I don't think of any fundamental changes that have happened since then.

It's normal that Rust with opt-level=0 uses stack very inefficiently. Some of the design of futures relies on zero-cost abstractions that are not zero-cost in the debug builds.

There's no point increasing the stack size. No matter how much you keep increasing, the unoptimized inefficient code will soon use it all up anyway. It's better to make the compiler use the stack efficiently instead.

Increase opt level for the debug builds, in Cargo.toml:

[profile.dev]
opt-level = 1 # or 2 if needed

It also helps to change big_async_function().await to Box::pin(big_async_function()).await. This moves state off the stack to the heap. When it's used with less often called functions the cost is negligible, and may even improve performance of async code around it.

Thanks for your response. I am not using any special settings for debug builds right now. I do have opt-level=0 for release builds though, and those work fine. The debug builds are what I'm having a problem with. Good information to have though!

This is a pretty reasonable approach.

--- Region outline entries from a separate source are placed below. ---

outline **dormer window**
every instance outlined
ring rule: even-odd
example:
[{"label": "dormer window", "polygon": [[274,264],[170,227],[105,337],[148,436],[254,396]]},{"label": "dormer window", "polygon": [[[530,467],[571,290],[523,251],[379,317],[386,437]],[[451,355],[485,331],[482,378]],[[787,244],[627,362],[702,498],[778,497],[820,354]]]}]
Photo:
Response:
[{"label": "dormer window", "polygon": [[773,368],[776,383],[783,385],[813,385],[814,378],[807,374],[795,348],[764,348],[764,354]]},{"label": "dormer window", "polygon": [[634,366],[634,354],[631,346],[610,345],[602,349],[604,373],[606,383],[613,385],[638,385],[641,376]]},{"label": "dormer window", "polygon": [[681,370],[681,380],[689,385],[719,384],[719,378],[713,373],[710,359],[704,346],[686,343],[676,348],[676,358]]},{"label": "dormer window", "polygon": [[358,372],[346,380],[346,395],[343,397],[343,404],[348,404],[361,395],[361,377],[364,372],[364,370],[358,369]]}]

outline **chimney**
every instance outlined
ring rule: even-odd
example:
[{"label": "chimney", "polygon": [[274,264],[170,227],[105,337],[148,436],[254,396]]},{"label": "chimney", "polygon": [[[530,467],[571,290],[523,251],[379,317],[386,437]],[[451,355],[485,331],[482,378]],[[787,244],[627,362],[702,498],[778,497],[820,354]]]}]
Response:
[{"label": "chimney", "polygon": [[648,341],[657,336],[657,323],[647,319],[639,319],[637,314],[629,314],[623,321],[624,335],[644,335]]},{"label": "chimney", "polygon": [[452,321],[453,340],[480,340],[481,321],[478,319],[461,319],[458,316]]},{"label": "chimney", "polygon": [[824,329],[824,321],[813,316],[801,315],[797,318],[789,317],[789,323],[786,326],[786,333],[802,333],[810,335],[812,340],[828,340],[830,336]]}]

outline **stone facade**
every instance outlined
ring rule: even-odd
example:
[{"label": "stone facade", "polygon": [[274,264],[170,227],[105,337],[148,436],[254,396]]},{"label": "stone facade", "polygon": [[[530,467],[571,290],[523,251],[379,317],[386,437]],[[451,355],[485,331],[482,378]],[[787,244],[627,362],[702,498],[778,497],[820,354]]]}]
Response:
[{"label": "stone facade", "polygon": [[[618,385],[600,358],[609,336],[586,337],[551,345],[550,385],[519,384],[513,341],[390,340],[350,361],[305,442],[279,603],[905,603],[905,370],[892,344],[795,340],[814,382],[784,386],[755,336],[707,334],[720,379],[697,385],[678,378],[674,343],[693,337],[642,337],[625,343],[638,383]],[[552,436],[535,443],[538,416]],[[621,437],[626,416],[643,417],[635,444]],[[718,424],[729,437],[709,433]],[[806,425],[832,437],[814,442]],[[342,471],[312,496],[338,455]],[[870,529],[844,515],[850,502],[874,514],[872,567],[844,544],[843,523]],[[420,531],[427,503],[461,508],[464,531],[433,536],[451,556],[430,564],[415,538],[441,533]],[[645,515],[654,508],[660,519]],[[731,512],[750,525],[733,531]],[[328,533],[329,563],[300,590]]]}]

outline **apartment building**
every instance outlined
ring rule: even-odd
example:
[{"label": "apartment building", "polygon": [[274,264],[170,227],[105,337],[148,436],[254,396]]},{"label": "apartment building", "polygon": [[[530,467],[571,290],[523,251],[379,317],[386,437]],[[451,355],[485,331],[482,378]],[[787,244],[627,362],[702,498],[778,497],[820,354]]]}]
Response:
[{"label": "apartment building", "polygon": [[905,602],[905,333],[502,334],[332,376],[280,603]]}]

While I would prefer to use the #[tokio::main] attribute, and leave it at that, it seems I may just need to call spawn() after all, and set the stack size for that thread.

This is a good idea. Most of my data structures are in a Vec<T> though, which I thought was heap allocated. That's partially why I'm surprised that I'm running into stack overflows.

Also to @Coding-Badly, thanks for sharing your inputs. Good to know it's something others have run into. Using the linker settings to change the stack size seems a little involved ... maybe I will try that if I can't get things going with simply spawning a new thread and setting the stack size there.

These futures you're awaiting aren't in a Vec

So you don't optimise release builds at all? That doesn't seem right.

Sorry, I have it set to z. I typically follow the recommendations here: GitHub - johnthagen/min-sized-rust: 🦀 How to minimize Rust binary size 📦

Oh, that's good to know!

Hmmm, somewhat related, I wonder if artificially limiting the number of worker threads that tokio spawns would help reduce stack size. Right now, I just let it use the default.

Why would that help? For stack overflow, what matters is the size of the stack for each individual thread, not the total for all threads.

Since you're using z this means you're not using 0, which means the idea that using 0 doesn't increase stack overflows isn't proven. Since debug builds use 0 by default, you should try @kornel's suggestion and use 1 for debug builds.

I thought maybe the extra threads would add some overhead to the main thread? Just a theory.

No, each thread's stack is independent.